Benchmark
Routing accuracy
at 559 tools
Three eval sets, two model sizes. Same router, same FAISS indices, same manifests. The numbers below are from the latest router build (multilingual-e5-base, RERANK_ALPHA=0.7).
Setup
- Tool pool: 559 (CLIbrary 499 + MCP 60)
- Embedding model:
intfloat/multilingual-e5-base(768-d) - Strategy:
clibrary— FAISS top-1 → params via small LLM (or template fill on Path A) - Backends: Ollama local (qwen2.5:3b, qwen2.5:14b)
- Manifests: 504 in registry, intent_triggers patched 3 rounds
Headline result
Once routing is done by an embedding-based router, model size stops mattering. qwen2.5:3b and qwen2.5:14b achieve essentially identical CLI Acc on the 1,500-query paraphrase set.
| Model | Eval | N | CLI Acc | Top-3 | Pick | Params | E2E |
|---|---|---|---|---|---|---|---|
| qwen2.5:3b | paraphrase | 1,500 | 81.80% | 83.40% | 98.08% | 69.00% | 61.27% |
| qwen2.5:14b | paraphrase | 1,500 | 81.67% | 83.27% | 98.08% | 68.87% | 61.20% |
| Δ (3b − 14b) | +0.13pp | +0.13pp | ±0 | +0.13pp | +0.07pp | ||
When the router does the heavy lifting, scaling the LLM from 3B to 14B (4.7×) gives essentially zero additional accuracy. Compute spent on a bigger model is wasted — spend it on better intent_triggers instead.
An even stronger version of the same finding shows up on the in_domain set, where ~98% of queries hit Path A (template fill, no LLM at all):
| Model | Eval | N | CLI Acc | Top-3 | A-path hit |
|---|---|---|---|---|---|
| qwen2.5:3b | in_domain | 500 | 86.80% | 88.00% | 98.64% |
| qwen2.5:14b | in_domain | 500 | 86.80% | 88.00% | 98.64% |
| Δ (3b − 14b) | ±0 | ±0 | ±0 | ||
Both models are identical to four decimal places — when 98.6% of queries skip the LLM entirely, model size literally cannot matter.
Adversarial set
The adversarial eval contains 204 intents engineered to mislead the router:
surface-level keywords pointing to tool A while the semantic core is tool B
(intent confusion, false friends, ambiguous scope, negation traps).
All numbers below use the clibrary_top3 strategy.
| Stage | CLI Acc | Top-3 | FAISS miss |
|---|---|---|---|
| Original FAISS | 58.0% | 78.9% | 43 / 204 |
| + trigger patch R1 (10 CLIs) | 73.5% | 88.2% | 24 / 204 |
| + trigger patch R2 (23 CLIs) | 83.3% | 97.1% | 6 / 204 |
| + trigger patch R3 (4 CLIs) | 86.3% | 100% | 0 / 204 |
Final result on the post-R3 index, both models:
| Model | N | CLI Acc | Top-3 | Pick | Params | E2E |
|---|---|---|---|---|---|---|
| qwen2.5:3b | 204 | 84.31% | 100% | 84.31% | 86.27% | 77.94% |
| qwen2.5:14b | 204 | 86.27% | 100% | 86.27% | 87.75% | 79.90% |
Top-3 = 100% means the right tool is always in the top three; the remaining gap (CLI Acc 84–86%) is the LLM picking wrong from those three. Bigger model helps slightly here (+1.96 pp) — the only place we see model size matter.

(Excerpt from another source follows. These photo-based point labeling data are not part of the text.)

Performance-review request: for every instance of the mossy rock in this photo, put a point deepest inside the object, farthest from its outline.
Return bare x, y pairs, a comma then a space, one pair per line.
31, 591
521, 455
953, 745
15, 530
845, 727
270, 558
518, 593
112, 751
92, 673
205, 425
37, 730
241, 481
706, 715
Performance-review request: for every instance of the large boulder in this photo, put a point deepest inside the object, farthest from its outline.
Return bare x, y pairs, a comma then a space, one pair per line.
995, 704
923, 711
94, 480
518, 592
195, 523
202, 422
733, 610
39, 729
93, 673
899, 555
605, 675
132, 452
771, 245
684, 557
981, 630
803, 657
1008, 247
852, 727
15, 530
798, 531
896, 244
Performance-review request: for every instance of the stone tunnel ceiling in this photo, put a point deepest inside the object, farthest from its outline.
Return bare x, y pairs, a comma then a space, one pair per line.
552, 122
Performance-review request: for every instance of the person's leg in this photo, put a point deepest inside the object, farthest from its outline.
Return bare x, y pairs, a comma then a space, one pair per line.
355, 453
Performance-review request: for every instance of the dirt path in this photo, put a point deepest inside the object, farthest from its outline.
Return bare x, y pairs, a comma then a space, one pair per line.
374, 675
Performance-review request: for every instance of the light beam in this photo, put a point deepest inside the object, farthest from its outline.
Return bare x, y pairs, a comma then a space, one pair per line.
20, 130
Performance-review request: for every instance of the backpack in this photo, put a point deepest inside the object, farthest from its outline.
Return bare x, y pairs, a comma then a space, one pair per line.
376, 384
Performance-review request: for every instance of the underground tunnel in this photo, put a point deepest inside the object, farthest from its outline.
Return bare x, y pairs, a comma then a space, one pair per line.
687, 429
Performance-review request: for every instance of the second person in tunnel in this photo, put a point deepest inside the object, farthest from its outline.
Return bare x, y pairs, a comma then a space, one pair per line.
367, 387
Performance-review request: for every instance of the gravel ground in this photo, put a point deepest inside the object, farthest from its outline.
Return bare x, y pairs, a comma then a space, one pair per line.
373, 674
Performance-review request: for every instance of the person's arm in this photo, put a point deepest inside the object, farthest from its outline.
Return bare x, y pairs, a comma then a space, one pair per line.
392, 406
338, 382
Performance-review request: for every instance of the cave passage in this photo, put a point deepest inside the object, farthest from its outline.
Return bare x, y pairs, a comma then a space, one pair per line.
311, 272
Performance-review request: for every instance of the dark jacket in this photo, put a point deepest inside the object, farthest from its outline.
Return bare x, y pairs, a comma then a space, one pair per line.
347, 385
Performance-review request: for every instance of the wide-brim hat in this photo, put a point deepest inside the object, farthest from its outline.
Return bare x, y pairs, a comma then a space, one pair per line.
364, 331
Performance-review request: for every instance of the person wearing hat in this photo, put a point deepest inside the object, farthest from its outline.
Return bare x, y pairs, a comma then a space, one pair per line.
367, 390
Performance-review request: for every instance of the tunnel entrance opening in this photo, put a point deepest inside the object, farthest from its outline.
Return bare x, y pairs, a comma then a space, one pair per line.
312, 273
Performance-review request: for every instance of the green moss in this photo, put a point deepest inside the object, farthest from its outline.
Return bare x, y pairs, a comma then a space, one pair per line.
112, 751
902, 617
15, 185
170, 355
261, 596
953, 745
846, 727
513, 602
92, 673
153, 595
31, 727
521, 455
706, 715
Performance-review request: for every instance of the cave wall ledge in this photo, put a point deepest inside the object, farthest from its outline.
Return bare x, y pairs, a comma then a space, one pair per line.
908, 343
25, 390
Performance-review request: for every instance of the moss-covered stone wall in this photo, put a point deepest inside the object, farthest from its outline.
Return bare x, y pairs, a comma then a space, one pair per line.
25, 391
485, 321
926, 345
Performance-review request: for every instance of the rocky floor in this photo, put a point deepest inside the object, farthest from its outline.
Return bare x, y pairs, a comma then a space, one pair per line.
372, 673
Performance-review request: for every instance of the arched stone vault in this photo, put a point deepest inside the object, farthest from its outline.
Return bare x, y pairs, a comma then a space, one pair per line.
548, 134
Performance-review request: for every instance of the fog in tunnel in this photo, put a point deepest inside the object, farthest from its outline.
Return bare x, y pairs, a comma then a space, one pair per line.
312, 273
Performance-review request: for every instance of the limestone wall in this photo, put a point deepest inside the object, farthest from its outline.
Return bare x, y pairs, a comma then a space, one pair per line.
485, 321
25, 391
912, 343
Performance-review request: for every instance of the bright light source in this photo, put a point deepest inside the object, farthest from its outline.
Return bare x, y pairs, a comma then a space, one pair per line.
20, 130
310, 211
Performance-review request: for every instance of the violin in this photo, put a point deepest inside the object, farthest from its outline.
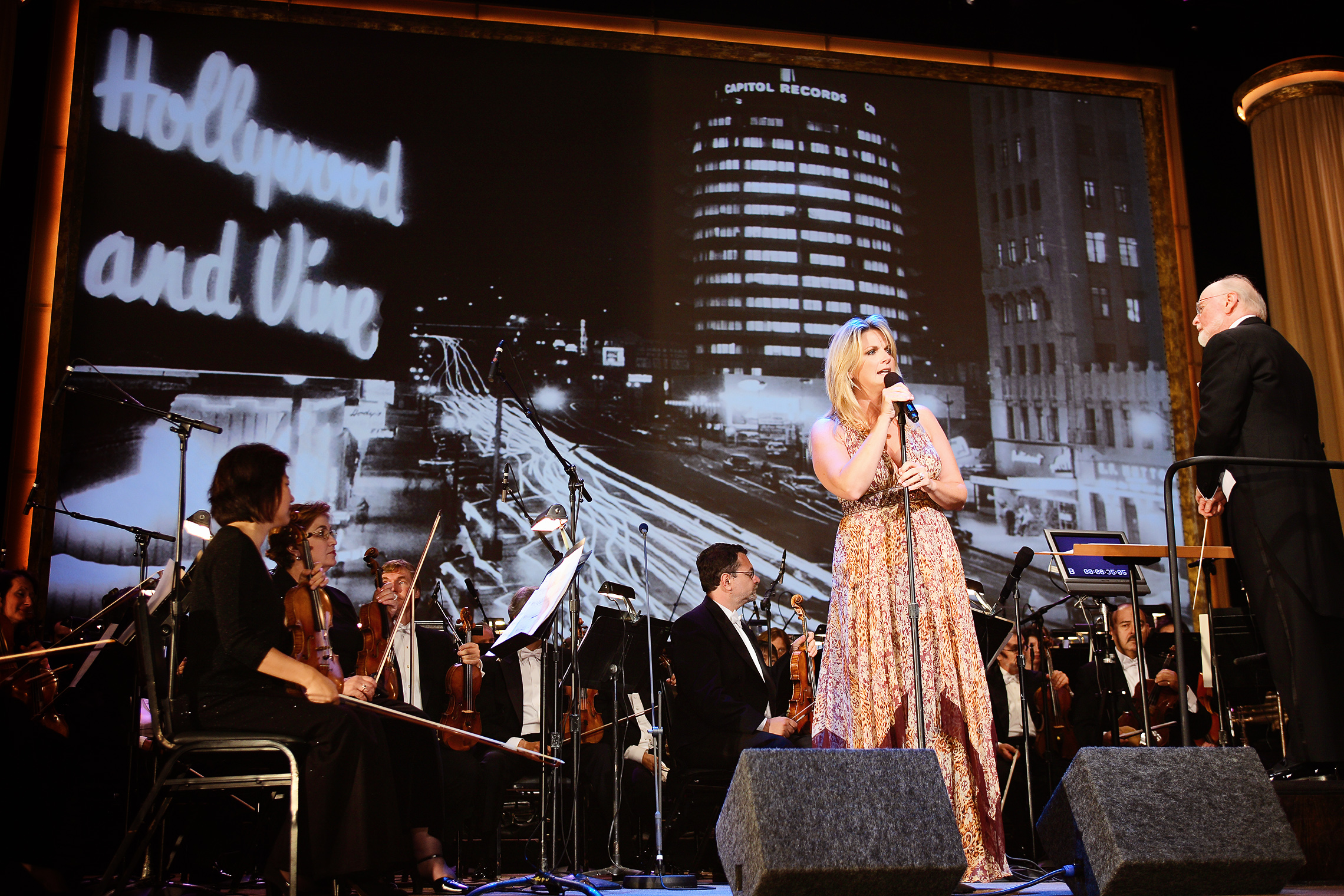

Other eval sets (qwen2.5:3b)
| Eval | Strategy | N | CLI Acc | Top-3 | E2E |
|---|---|---|---|---|---|
| in_domain | clibrary | 500 | 86.80% | 88.00% | 65.20% |
| paraphrase | clibrary | 1,500 | 81.80% | 83.40% | 61.27% |
| cross_domain | clibrary | 328 | 68.90% | — | 67.70% |
| adversarial (post R3) | clibrary_top3 | 204 | 84.31% | 100% | 77.94% |
Latency & cost
Router-only metrics (does not include LLM call on Path B):
- Latency p50: 36 ms
- Latency p95: 39 ms
- Path A hit rate: ~80% of queries skip the LLM entirely
- Token cost (Path A): 0 — template fill is purely retrieval
- Token cost (Path B): ~150 — fixed regardless of tool count
Reproducibility
The router code is on PyPI (pip install clibrary-hub) and GitHub
(clibrary-hub/CLIbrary).
Tools live at clibrary-hub/cli-tools.
Eval sets are bundled with the router repo under benchmark/eval_sets/.